Professional ratings
Review scores
| Source | Rating |
| AllMusic | Star Half star |
| The Encyclopedia of Popular Music | Star |
| Head Heritage | (positive) |
| Record Mirror | Star |

==Track listing==
Track 1 copyright Essex Music, Ltd. All others copyright United Artists Music Ltd.

Side one
| No. | Title | Length |
|---|---|---|
| 1. | "Hurry On Sundown" | 4:50 |
| 2. | "The Reason Is?" (instrumental) | 3:30 |
| 3. | "Be Yourself" | 8:09 |
| 4. | "Paranoia – Part 1" (instrumental) | 1:04 |

Side two
| No. | Title | Length |
|---|---|---|
| 5. | "Paranoia – Part 2" (instrumental) | 4:11 |
| 6. | "Seeing It as You Really Are" (instrumental) | 10:43 |
| 7. | "Mirror of Illusion" | 7:08 |

1996 remastered CD bonus tracks
| No. | Title | Writer(s) | Length |
|---|---|---|---|
| 8. | "Bring It On Home" | Willie Dixon | 3:18 |
| 9. | "Hurry On Sundown" (Hawkwind Zoo demo) | Brock | 5:06 |
| 10. | "Kiss of the Velvet Whip" (aka "Sweet Mistress of Pain") | Brock | 5:28 |
| 11. | "Cymbaline" | Roger Waters | 4:04 |

==Personnel==
- Hawkwind
- Dave Brock – lead vocals, 6- and 12-string guitar, harmonica, percussion
- Nik Turner – alto saxophone, vocals, percussion, credited as Nick Turner on the original release
- Huw Lloyd-Langton – lead guitar (original album), credited as Huw Lloyd on the original release
- John A. Harrison – bass guitar
- Terry Ollis – drums
- Dik Mik (Michael Davies) – electronics, credited as Dikmik on the original release
- Mick Slattery – lead guitar (bonus tracks)
- Dick Taylor – additional guitar

==Credits==
- Recorded at Trident Studios, London, March and April 1970. Produced with Dick Taylor.
- Sleeve by Arthur Rhodes.
- "Bring It On Home" was recorded pre-Hawkwind by Dave Brock.
- The other bonus tracks were recorded by Hawkwind Zoo at Abbey Road Studios 1969, produced with Don Poole.

== Charts ==

| Chart (1984) | Peak position |
|---|---|
| UK Albums (Official Charts) | 75 |

==Release history==
- August 1970: Liberty Records, LBS83348, UK vinyl — gatefold sleeve.
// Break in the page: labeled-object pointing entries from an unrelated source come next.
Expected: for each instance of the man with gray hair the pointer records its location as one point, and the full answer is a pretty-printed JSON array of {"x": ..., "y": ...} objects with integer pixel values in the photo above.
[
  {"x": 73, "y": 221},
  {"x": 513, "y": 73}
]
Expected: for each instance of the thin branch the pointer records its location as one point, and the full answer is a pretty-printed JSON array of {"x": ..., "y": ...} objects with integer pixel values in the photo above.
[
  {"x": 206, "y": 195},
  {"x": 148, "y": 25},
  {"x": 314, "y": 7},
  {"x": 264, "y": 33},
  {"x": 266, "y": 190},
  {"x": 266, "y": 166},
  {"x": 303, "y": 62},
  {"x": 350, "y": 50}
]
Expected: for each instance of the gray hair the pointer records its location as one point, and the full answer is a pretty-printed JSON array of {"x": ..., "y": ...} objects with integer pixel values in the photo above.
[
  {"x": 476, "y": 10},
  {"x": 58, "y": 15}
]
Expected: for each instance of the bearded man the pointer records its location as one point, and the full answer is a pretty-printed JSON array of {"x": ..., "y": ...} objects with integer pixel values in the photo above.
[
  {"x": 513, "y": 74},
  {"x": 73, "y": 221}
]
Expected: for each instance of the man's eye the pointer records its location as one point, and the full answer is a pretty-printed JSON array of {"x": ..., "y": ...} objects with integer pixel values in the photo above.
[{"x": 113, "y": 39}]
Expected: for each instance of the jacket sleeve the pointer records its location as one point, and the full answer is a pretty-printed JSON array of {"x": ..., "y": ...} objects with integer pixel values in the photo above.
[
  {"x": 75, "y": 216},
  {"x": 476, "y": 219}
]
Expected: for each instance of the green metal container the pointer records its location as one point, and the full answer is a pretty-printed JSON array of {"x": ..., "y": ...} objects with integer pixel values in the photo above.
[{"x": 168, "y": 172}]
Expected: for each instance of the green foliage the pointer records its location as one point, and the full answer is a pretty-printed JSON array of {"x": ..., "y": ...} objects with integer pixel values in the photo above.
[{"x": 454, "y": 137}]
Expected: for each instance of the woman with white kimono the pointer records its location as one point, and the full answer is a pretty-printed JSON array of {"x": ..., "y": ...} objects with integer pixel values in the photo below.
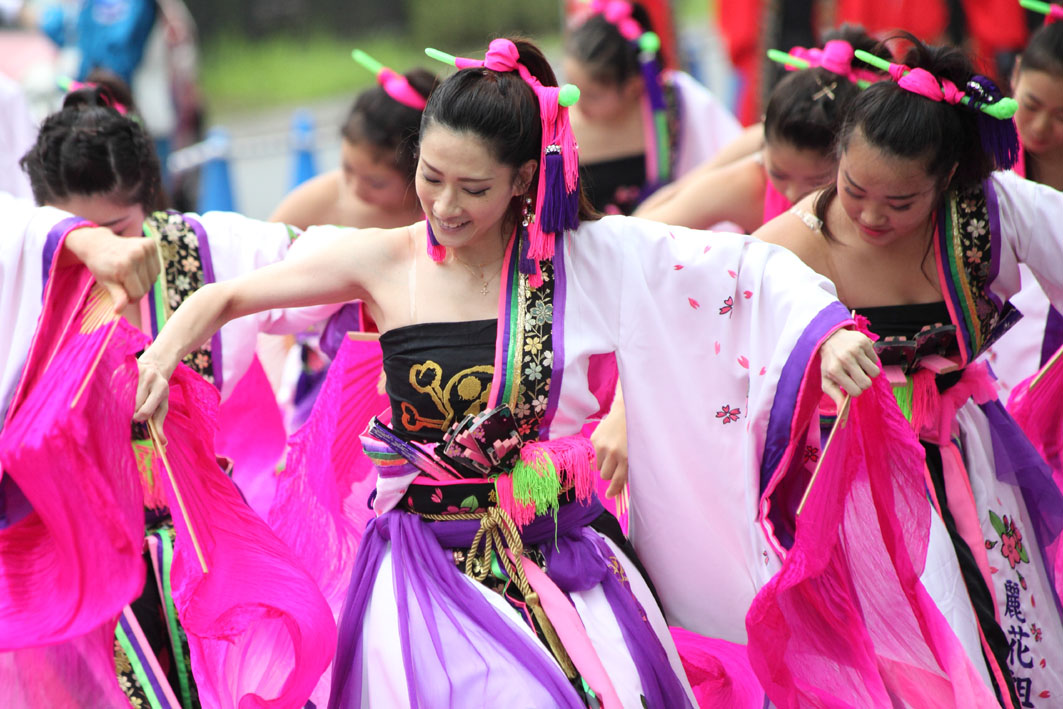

First pressing had blue label, subsequent ones had black label.
- 1971: United Artists Records, UAS-5519, USA vinyl
- September 1975: Sunset Records, SLS50374, UK vinyl — single sleeve
- February 1980: UA Rockfile, LBR1012, UK vinyl — single sleeve, red on green Doremi shield.
- February 1984: Liberty Records, SLS1972921 UK vinyl, single sleeve; SLSP1972921, UK picture disc. In this guise (its 5th), the album made its only chart appearance, a single week at No. 75, nearly 14 years after its first release
- September 1992: One Way Records, S2157658, USA CD
- March 1996: EMI Remasters, HAWKS1, UK CD — initial issues in digipak
- 11 October 2010: Rock Classics, RCV010LP, UK, 2x12" blue vinyl 1000 copies
- April 2012: 4 Men With Beards, 4M185, USA vinyl - Reissue of original gatefold sleeve.